Here's what really happens on 'Survivor' Ponderosa
Hannah Shapiro was a runner-up on Survivor season 33: Millennials vs. Gen X. You can follow Hannah on Twitter @HannahLilNessen.
I remember flying into Fiji for Survivor Season 33, Millennials vs. Gen X. It was a long flight with a group of strangers I wasn't allowed to talk to yet. We must have looked funny to airport goers — a large, eclectic group who were clearly not speaking to one another. We took a plane, a bus, and a boat before finally arriving at a small island filled with bungalows. There was one large dining bungalow, complete with a bar and a buffet area. That's when I started freaking out. We were at Survivor Ponderosa.
Welcome to Ponderosa.
For those a little less Survivor nerd savvy, Ponderosa is where voted out contestants go after they leave the island. Those who get voted off too early in the game to join the jury all gather at Ponderosa before they're shipped away. Then, one by one, the jury heads to Ponderosa where they live, deliberate, and drink. Each member of the jury gets a "Ponderosa video," a short clip about their first few days out of the game. As a fan, Ponderosa videos are one of my favorite parts of the show. You get to see who a player is off the island and see how they handle whatever just happened to them.
Silliness can often occur at Ponderosa. My favorite set of Ponderosa videos — yes, I have a favorite set of Ponderosa videos — are from Survivor season 20, Heroes vs. Villains. In it, J.T. Thomas, Courtney Yates and Benjamin "Coach" Wade form a band called The Dragonz. They're my favorite Ponderosa trio.
Ponderosa is also a fascinating place where people who have just competed against each other for a million dollars are forced to live together and hang out. Because I went to the end, I only had one night at Ponderosa. Most of it was spent eating in a daze: pasta, burgers, candy, and Oreos dipped in peanut butter.
But what's life really like at Ponderosa? I reached out to some of my fellow season 33 contestants to get the inside scoop.
You're depressed, but at least there's food.
Bret LaBelle was voted out of season 33 with only a few days to go.
"It's a long boat ride to Ponderosa," he says. "And I was really bummed out because I didn't want to be there. I didn't want to go there. A lot of emotions come over you. At one point, though, you're like, 'I'm gonna chow down tonight. I'm going to drink beers tonight.' There's a part of you that's depressed but there's a part of you that's excited to eat."

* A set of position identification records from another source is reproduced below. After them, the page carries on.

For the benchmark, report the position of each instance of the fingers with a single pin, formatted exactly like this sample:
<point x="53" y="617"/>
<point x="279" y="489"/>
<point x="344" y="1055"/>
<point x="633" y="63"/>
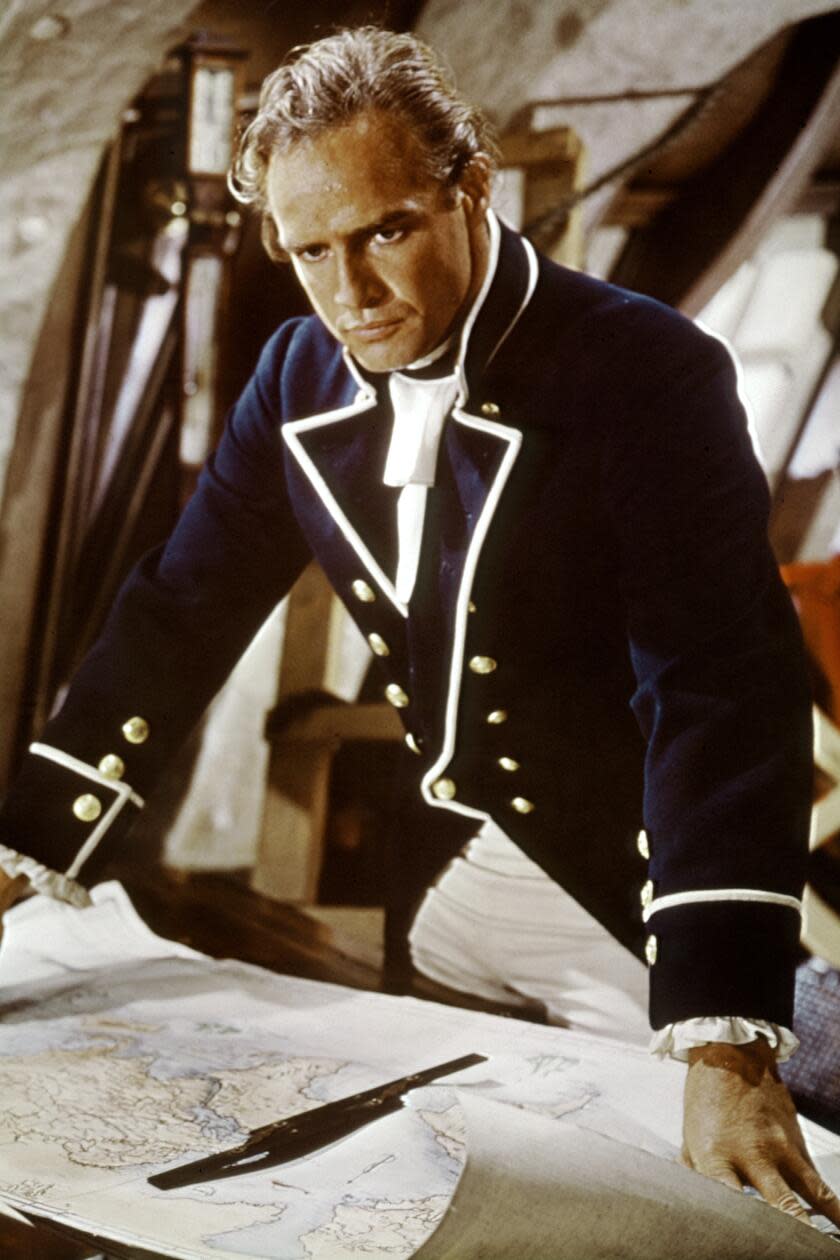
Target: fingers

It can be a glorious reunion or an awkward welcome.
Some players arrive to Ponderosa with a mixed welcome. It's not uncommon for folks to get the cold shoulder when they first arrive. John Cochran famously walked out of season 23, South Pacific, and discovered that his castmates were not too willing to forgive and forget. Bret however, was well-liked in the game, and remembers the warm welcome he received.
"When I got there — and I don't get choked up really — everyone came to the door with beers and cheering for me," says Bret. "And it really choked me up because you realize it's a game and you met some wonderful people out there. And I realized [that] walking towards them."
Ponderosa is a much-needed recovery period.
For Sunday Burquest, Ponderosa was a necessary time to recover from the game.
Ponderosa was a really good time to decompress. I think it would have been really difficult for me to be there a short amount of time and go right back home into my regular life. It was really good downtime for me emotionally and mentally ... a forced opportunity to really think back on the experience you just had.
But it's not all fun and games.
Survivor isn't quite over for jury members when they hit Ponderosa. You see, the jury votes on a winner. Real world juries are sequestered, meaning they can't talk to one another about the case. On Survivor, jury advocates — players who want a specific person to win — and groupthink play a big role in the eventual decision. I remember people who had seen me play suddenly had strong, shared opinions on my game by the time we got to final tribal. There is a shift in power from the players to the jury at the end of the game. Many other shifts occur at Ponderosa before the final tribal even happens.
Will Wahl was one contestant who spent a good chunk of time at Ponderosa with the jury.
For me, Ponderosa is kind of a moment to regather your thoughts and replay moments that were out in the game — things you did wrong and things that other people did right. Kind of a moment to realize what kind of juror you personally want to be. ... From a super-fan perspective, Ponderosa is pick who you want to win, try to sway any vote you can and really gather your thoughts on who you want to win and why.
I am not criticizing the fact that the jury is not sequestered, but it is an interesting thing to explore — an aspect of the game that those still playing have to take into account. The jury influencing each other's beliefs do exist. Will says he saw that "come into play immediately."
"The first night I remember Taylor [Stocker] pulling me aside and being like, 'Will, the game is still on in a weird way. Because we're going to decide a winner and everyone wants their specific person to win.'"
The closer it gets to day 39, the more intense Ponderosa can get, according to Will.
"As more and more people fill the jury, it becomes clearer and clearer who's going to be in the end. And that's when people become more and more passionate on debating why this person should win or why that person should win."
It's a big part of the show — that no one sees.
My personal belief is that there could be an entire second hour of the show that takes place at Ponderosa, so audiences can fully understand the game. What we do have are small sneaks behind the curtain. Truly, any Survivor fans who want to see the full game play should consider checking out the Ponderosa videos. They're well worth it for a deeper insight into how the jury members think and to see people get silly with endless free time.